Cross-laminated timber panels are becoming commonplace in small buildings in continental Europe, but the technology now is reaching new heights in the U.K. A 33.3-meter-high residential building in London will, say its designers, be the world’s tallest to use the innovative material structurally.

Designed to incorporate more than 3,850 cu m of the material, also called CLT, the Dalston Lane building also represents the material’s largest use, adds Waugh Thistleton Architects. The architect pioneered tall CLT structures in the U.K. with completion six years ago of the eight-story Stadthaus apartment building in London. The 16,000-sq-m Dalston Lane building will contain 121 apartments and commercial space formed mainly by more than 28,000 sq m of wall and floor CLT panels supporting most of the vertical and horizontal loads. They consist of generally five layers of solid-sawn lumber with adjacent layers at right angles and bonded with structural adhesive (see related story, p. 36). Rising from a concrete slab one floor above street level, the panels will be covered by brick cladding for weather protection.

Dalston Lane weighs “substantially” less than a concrete version of the building, says the designer. In addition, the building’s carbon footprint is 60% less than it would be with concrete. Sequestered carbon, captured during tree growth, further reduces CLT’s environmental impact. These aspects helped the developer Regal Homes Ltd. secure local approval for a larger building on the site than might otherwise have been allowed, says CEO Simon De Friend.

Standardized European Union design codes, known as Eurocodes, provide a “good basis” for engineering, says Gavin White, building director for project engineer Ramboll U.K. Ltd. The codes cite the use of 12.5-mm-thick dry liner to provide protection before the timber chars—typically at a rate of around 0.7 mm per minute. The fire rating on the building is generally 90 minutes, with 120 minutes in critical areas.
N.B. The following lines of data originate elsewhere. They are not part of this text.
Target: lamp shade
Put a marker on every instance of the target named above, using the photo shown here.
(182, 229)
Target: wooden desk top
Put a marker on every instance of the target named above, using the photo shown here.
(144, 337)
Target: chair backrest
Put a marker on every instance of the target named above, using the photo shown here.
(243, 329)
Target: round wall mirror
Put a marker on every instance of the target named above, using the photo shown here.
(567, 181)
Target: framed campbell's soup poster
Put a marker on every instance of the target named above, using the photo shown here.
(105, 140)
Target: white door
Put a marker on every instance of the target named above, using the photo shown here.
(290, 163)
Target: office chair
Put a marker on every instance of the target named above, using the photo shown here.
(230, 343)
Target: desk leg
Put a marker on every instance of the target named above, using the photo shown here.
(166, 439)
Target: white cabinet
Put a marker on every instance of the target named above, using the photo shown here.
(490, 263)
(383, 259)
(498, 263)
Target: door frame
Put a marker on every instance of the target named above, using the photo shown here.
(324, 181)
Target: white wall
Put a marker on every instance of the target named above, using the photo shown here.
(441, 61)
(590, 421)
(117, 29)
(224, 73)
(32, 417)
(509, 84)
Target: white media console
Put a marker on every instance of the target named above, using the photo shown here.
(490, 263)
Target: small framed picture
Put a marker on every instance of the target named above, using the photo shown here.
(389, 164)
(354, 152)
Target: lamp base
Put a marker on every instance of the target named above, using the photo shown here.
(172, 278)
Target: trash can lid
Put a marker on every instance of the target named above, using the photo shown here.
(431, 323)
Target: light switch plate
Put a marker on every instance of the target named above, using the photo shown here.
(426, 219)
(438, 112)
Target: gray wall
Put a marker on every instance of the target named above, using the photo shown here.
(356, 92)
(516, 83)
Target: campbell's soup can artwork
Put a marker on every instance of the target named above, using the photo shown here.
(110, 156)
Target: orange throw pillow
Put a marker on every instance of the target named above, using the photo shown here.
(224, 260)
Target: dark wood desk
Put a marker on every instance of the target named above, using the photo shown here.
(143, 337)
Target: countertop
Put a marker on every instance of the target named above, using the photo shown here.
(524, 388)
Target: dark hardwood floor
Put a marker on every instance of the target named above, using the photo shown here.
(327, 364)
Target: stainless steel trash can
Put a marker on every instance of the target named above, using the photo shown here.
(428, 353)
CLT products themselves are not covered by Eurocodes, so manufacturers use an accreditation system called European Technical Assessment to demonstrate compliance with E.U. legislation. “But there are still questions you come up with,” says White. Researchers at Imperial College London are, for example, investigating potential corner crushing and connection design for panels subjected to high in-plane horizontal forces, as in shear walls.

CLT subcontractor B&K Structures Ltd. started on the Dalston Lane site this summer. Construction is set to finish by October. Originally a steel contractor, B&K moved into timber in 2008. It now divides its $40-million annual revenue about equally between CLT and glulam, says engineering manager Greg Cooper. The firm has an exclusive deal to use timber products from Austria’s Binderholz GmbH. To secure required technical support, “we had to align ourselves with a major supplier,” he says. Erectors use small screwed L-shaped galvanized steel brackets to tie partition walls to floors and ceilings, and to each other at corners. Shear walls, offering lateral stability, are held with stouter brackets that are more than 60 cm tall by 75 cm wide, each fixed with over 50 nails. Attached to the tops and bottoms of walls, the brackets are bolted together between floors.

The building kit nature of CLT can reduce erection time by one-third, says the architect. But because all structural and nonstructural components are manufactured, the design effort needs significant front loading. Also, the inability to fast-track work requires the site to be idle initially for longer periods than with conventional building approaches.